Deux mines anti-personnels ont explosé respectivement le Samedi 27 et le Dimanche 28 Janvier 2001 à Kiliba. Secteur 5 et le Secteur 1 des ex-camps des travailleurs de la Compagnie Sucrière de Kiliba SUCKI (Sucrerie de Kiliba, camps situés du côté congolais dans la zone frontalière burundo-congolaise appelée Rukoko dans le territoire d'Uvira en province du Sud-Kivu. Ces explosions qui ont fait cinq morts font suite à celle d'une mine anti-char piégée contre un véhicule militaire sur la route Uvira-Fizi vers Makobola en date du 20 Janvier 2001.
Voilà que l'escalade de la violence et d'horreur déjà dénoncées dans cette partie de la République Démocratique du Congo (RCD) viennent s'ajouter des attaques aux engins meurtriers qui causent de l'inquiétude et de la désolation parmi les paisibles populations innocentes du Kivu.

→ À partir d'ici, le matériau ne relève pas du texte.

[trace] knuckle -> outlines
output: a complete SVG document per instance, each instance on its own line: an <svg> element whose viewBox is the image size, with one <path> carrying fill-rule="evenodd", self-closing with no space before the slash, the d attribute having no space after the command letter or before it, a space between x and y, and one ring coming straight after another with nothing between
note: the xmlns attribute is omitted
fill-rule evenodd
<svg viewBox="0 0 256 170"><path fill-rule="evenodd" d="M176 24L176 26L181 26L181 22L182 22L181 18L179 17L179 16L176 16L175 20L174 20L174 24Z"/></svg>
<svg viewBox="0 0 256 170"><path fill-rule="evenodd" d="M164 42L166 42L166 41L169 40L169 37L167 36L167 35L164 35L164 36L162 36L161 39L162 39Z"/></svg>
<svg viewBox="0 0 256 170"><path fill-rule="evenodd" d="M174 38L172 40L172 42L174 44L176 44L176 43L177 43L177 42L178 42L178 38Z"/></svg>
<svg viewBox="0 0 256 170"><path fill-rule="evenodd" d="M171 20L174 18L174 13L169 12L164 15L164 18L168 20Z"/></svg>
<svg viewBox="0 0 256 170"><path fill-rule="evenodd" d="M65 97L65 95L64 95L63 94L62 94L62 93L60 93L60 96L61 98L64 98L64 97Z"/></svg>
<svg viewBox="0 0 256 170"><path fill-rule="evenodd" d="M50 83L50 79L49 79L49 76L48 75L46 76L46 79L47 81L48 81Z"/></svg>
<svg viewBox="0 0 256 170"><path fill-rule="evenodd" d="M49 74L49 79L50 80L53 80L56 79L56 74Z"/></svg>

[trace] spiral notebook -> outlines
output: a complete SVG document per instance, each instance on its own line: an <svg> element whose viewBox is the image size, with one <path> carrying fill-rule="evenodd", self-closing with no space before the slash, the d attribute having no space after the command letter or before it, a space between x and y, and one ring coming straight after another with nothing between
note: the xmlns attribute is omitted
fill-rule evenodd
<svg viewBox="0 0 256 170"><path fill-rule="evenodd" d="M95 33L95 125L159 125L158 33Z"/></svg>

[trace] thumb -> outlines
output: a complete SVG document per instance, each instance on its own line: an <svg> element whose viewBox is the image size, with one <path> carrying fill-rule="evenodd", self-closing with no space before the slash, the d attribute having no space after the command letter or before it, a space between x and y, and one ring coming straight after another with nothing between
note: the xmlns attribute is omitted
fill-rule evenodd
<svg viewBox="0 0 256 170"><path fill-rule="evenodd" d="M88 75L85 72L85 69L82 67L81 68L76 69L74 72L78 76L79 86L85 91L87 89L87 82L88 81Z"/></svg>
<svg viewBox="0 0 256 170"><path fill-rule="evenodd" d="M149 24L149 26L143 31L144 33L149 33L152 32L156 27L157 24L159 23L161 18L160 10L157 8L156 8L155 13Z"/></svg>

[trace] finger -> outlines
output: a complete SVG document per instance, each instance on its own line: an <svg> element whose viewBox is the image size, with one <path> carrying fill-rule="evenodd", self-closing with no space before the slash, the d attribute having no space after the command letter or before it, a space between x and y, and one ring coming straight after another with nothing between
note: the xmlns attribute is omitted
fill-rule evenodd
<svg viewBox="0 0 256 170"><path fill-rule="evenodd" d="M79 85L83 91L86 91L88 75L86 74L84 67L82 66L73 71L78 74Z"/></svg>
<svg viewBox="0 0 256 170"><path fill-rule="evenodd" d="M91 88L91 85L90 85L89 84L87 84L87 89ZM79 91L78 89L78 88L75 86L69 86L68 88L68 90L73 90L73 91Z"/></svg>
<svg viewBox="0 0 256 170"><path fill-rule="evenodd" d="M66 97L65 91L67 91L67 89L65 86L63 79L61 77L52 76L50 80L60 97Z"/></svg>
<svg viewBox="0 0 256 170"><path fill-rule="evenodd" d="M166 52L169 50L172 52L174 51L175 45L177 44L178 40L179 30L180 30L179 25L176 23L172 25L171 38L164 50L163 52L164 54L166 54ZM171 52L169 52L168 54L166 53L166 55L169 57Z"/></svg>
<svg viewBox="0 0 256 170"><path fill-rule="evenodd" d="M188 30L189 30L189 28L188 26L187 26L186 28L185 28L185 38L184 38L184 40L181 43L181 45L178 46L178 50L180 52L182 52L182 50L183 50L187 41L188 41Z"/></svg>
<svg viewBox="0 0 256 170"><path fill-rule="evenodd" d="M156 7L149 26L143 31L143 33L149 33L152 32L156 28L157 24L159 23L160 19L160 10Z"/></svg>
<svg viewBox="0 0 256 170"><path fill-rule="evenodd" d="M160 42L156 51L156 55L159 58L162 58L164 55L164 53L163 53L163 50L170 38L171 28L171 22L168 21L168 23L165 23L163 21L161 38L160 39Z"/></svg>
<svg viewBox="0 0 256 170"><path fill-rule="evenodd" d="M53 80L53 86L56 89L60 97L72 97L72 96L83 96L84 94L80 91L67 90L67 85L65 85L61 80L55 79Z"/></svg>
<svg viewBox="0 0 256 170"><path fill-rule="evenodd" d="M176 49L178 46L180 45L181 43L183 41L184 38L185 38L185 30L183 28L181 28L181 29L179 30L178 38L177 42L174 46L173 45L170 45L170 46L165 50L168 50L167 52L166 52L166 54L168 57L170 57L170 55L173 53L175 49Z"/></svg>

Dans un espace de 7 jours, trois explosions des mines ont été signalées dans le territoire d'Uvira. La première qui a entraîné la mort de près d'une dizaine des personnes, toutes militaires et endommage totalement un véhicule, aurait été postée par des éléments mai-mai basés sur les hauteurs de Makobola.
Selon des informations en provenance de ce milieu, la marine militaire de l'armée Burundaise qui contrôle cette contrée bombarderaient régulièrement le village de Luhanga situé à quelques kilomètres de Makobola, sur la route Uvira-Fizi. Ces bombardements ciblées viseraient à démanteler le réseau de l'ennemi monté sur la brèche à cet endroit.
Des sources concordantes allèguent que le groupe des Mayi-may précités ont placé cette mine anti-char d'une charge explosive évaluée à 400 kilogrammes en vue de prendre leur revanche sur leurs adversaires de l'armée officielle burundaise.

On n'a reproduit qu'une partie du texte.